Nvidia ($4.5T) and Palantir ($0.4T) together equal $4.9 trillion, and the author argues Amazon (current market cap ~$2.6T) and Alphabet (~$3.9T) could each climb to $5T by 2028 driven by AI-led growth. Amazon benefits from AI-driven efficiency (non‑GAAP operating margin up ~2 percentage points), 41% AWS cloud share and 20% cloud revenue growth in Q3, with Wall Street forecasting ~19% annual earnings growth (Motley Fool notes recent beats of ~23%). Alphabet is expanding AI features across search/ads, gaining cloud share via custom chips and Gemini models, with consensus ~15% earnings growth and recent beats of ~14%; both firms’ valuations and P/E trajectories are modeled under continued outperformance, while autonomous units (Zoox, Waymo) are cited as incremental upside.

Analysis

Market structure: Big winners are AMZN and GOOGL (AWS 41% share; Google Cloud +1ppt share last year) plus AI-infrastructure leaders (NVDA). Upside concentrates in large-cap cloud, ad-tech, and AI-stack firms while smaller cloud and legacy retail players face margin pressure as generative-AI efficiencies reprice operating leverage. Expect pricing power to bifurcate — hyperscalers gain pricing power on cloud/AI services while chip makers face cyclical capex swings tied to model refresh cycles.

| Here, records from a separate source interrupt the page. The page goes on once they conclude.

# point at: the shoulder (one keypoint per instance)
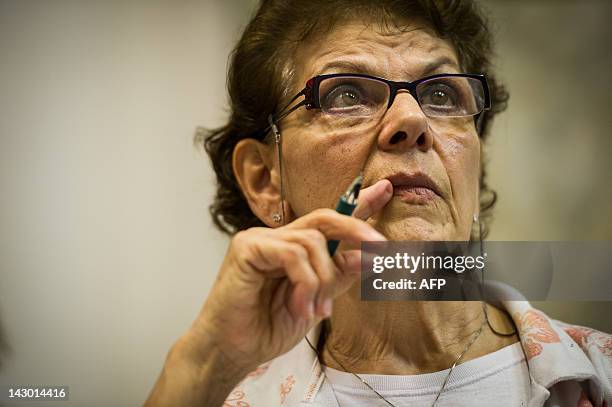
(285, 380)
(558, 352)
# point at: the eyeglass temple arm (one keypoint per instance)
(284, 112)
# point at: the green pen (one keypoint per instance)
(346, 206)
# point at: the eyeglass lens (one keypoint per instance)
(449, 96)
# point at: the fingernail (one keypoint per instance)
(374, 235)
(327, 307)
(389, 188)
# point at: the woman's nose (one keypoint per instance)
(405, 126)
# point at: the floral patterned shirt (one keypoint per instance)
(563, 359)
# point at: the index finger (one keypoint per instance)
(336, 226)
(373, 198)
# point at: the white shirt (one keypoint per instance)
(568, 364)
(498, 378)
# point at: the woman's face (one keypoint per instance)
(322, 154)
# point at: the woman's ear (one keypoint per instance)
(253, 165)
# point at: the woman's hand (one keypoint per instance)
(274, 285)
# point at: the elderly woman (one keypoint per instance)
(402, 92)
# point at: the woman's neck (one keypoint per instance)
(400, 337)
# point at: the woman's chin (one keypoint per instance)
(413, 228)
(413, 223)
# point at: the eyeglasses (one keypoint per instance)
(353, 96)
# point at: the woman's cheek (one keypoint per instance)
(319, 172)
(462, 161)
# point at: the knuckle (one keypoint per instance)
(315, 236)
(296, 253)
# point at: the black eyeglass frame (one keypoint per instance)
(311, 92)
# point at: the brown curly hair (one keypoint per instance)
(261, 73)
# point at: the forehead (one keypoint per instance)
(366, 48)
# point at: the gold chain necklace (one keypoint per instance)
(475, 336)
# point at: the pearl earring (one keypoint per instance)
(276, 218)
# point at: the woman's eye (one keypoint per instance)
(440, 96)
(349, 98)
(343, 97)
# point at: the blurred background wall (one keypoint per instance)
(106, 248)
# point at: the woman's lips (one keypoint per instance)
(414, 195)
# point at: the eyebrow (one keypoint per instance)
(360, 67)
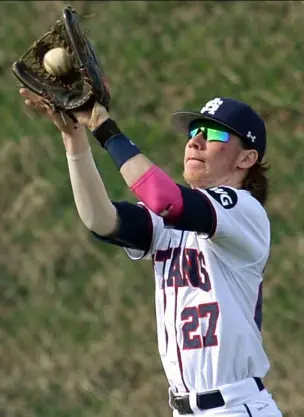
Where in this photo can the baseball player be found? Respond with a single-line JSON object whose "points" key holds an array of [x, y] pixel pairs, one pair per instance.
{"points": [[208, 242]]}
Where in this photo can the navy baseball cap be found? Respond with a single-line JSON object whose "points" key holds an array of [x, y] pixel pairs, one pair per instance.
{"points": [[235, 115]]}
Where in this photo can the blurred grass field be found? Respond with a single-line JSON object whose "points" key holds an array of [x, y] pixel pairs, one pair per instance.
{"points": [[77, 317]]}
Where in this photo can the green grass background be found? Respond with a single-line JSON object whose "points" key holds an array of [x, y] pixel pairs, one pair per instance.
{"points": [[77, 327]]}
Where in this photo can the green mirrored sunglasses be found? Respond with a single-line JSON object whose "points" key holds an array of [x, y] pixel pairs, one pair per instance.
{"points": [[214, 133]]}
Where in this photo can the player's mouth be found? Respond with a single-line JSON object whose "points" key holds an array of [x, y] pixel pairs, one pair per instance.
{"points": [[192, 159]]}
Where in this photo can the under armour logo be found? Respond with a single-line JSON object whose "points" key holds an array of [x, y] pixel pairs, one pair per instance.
{"points": [[251, 137], [212, 106]]}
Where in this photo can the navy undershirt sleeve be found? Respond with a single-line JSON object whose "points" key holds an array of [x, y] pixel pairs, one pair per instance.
{"points": [[135, 227], [198, 213]]}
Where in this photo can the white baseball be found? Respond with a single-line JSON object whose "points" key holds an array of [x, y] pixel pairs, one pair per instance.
{"points": [[57, 62]]}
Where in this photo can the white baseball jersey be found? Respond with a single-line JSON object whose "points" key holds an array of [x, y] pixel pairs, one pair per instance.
{"points": [[208, 294]]}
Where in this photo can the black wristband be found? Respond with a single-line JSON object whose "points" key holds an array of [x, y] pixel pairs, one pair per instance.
{"points": [[106, 131]]}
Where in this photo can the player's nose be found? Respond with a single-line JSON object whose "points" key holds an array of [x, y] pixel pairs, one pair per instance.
{"points": [[197, 142]]}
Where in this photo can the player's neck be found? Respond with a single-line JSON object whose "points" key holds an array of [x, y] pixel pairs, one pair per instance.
{"points": [[234, 181]]}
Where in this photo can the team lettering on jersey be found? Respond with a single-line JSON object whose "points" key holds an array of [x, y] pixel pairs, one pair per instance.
{"points": [[191, 271]]}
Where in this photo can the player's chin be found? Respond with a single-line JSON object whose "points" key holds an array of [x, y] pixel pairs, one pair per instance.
{"points": [[194, 177]]}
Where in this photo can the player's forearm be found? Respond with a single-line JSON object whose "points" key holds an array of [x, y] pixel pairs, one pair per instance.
{"points": [[147, 181], [77, 142], [93, 205]]}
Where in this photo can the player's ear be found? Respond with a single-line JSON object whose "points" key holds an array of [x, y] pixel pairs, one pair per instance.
{"points": [[247, 158]]}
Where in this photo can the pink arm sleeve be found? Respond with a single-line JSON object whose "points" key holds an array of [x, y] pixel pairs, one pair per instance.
{"points": [[159, 193]]}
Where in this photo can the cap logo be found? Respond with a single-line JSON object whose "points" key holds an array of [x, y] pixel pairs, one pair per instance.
{"points": [[251, 137], [212, 106]]}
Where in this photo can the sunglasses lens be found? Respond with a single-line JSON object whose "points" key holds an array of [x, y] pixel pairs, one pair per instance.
{"points": [[210, 134], [217, 135]]}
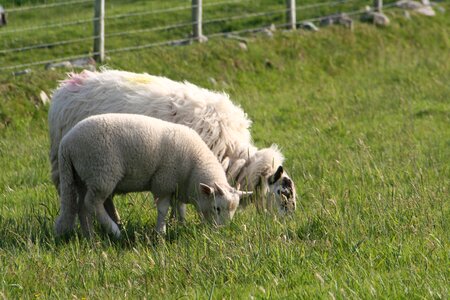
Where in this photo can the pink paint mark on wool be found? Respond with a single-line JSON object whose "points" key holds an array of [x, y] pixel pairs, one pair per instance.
{"points": [[75, 81]]}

Risk assessment: Key tail risks are regulatory/antitrust actions (US/EU ad and cloud scrutiny) and export controls on AI chips that could disrupt NVDA-driven supply chains; a 20–40% cut in GPU availability or a major privacy ruling within 12–24 months would materially compress multiples. Near-term (days/weeks) volatility will cluster around quarterly earnings and major product launches; medium-term (6–18 months) risk is model commoditization and ad-spend cyclicality; long-term (2–5 years) execution risk centers on commercializing Waymo/Zoox and margin sustainability. Trade implications: Tactical portfolio: overweight AMZN and GOOGL for 12–36 months to capture AI-driven margin expansion, financed by trimming high-multiple, non-cloud software names. Use LEAPS call spreads to express directional exposure while selling short-dated calls to fund premium; hedge systemic AI concentration with 3–6 month NVDA puts sized to 0.5–1% of NAV. Relative trades: long AMZN vs short PLTR as a 1–1 relative-value pair for 6–18 months (AMZN = broad monetization; PLTR = concentration/contract risk). Contrarian angles: Consensus underestimates chip & talent bottlenecks and overestimates near-term monetization of autonomous services (Zoox/Waymo); valuations assume smooth revenue capture that could be delayed 12–36 months. That implies possible mean-reversion in NVDA and re-rating opportunities in AMZN/GOOGL if AI margins disappoint — create optionality via spreads rather than outright levered longs.